Dicamba has caused damage to soybeans and other crops when it has spread beyond some of the fields where it was sprayed. The new MDA restrictions include a June 20 cutoff date for using dicamba. It’s part of a strategy to reduce risk of dicamba drift—one that scientists will watch closely in the coming year.
Already a hot-button issue in some states, dicamba damage prevailed upon University of Minnesota Extension educators to address the issue with research-based information and communication.
Building trust based on science
“It’s our job to remain impartial,” says Jeff Gunsolus, Extension weed scientist and crops team leader. “It’s also important for farming communities to be able to bring the dicamba issue up and not bury it.”
Gunsolus and Extension crops scientist Roger Becker had previously worked with MDA, advising the agency on processes for reporting problems in crop production. Creating trust among farmers, crop consultants, educators and the state has been paramount.
“Reporting problems without finger-pointing has been essential,” Gunsolus says.
Preparing for unwelcome weeds
At its most aggressive, Palmer amaranth can grow up to three inches a day.
The open environment in which concerns can be reported had a significant test just a year before the dicamba situation worsened.
When the first sighting of Palmer amaranth occurred in 2016, it was the moment Minnesota’s ag community had dreaded.

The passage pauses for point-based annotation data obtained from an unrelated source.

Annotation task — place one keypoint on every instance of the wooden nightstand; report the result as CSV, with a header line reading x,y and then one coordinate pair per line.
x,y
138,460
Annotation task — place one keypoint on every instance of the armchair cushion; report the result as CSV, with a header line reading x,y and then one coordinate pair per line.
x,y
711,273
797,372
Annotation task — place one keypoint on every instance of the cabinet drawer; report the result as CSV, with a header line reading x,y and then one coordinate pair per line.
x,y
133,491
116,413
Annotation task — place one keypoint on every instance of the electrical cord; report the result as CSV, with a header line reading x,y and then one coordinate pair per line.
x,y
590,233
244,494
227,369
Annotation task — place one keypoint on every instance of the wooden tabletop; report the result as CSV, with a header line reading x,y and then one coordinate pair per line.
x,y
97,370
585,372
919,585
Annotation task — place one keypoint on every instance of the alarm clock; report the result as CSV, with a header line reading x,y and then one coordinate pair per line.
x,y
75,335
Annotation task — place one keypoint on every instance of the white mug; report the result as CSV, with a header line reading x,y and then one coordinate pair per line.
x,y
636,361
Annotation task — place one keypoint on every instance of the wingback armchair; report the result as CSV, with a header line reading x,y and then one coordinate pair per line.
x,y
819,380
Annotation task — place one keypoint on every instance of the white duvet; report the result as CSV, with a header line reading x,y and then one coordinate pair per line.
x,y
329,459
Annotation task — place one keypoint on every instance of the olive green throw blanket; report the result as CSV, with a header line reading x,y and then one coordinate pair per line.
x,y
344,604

It was also a moment for which the state was prepared. University of Minnesota Extension crop faculty and educators had spent the previous three years helping set the stage for the arrival of Palmer amaranth, a highly aggressive weed that resists herbicidal control. Fast-growing and big, Palmer amaranth can destroy up to 90 percent of a field’s yield potential. As of 2017, for instance, it had been located in 50 of Iowa’s 99 counties.
“We were able to respond quickly and effectively because of trust,” Gunsolus says. “All identifications of Palmer amaranth have come through the trusting relationships of crop advisers working with farmers and Extension and making reports to the MDA.”
To date, Palmer amaranth has been found—swiftly eradicated and regularly monitored—in four Minnesota counties. Its rarity so far gives Gunsolus guarded optimism. Herbicidal resistance, however, remains the underlying issue that makes agriculture vulnerable to invasive weeds.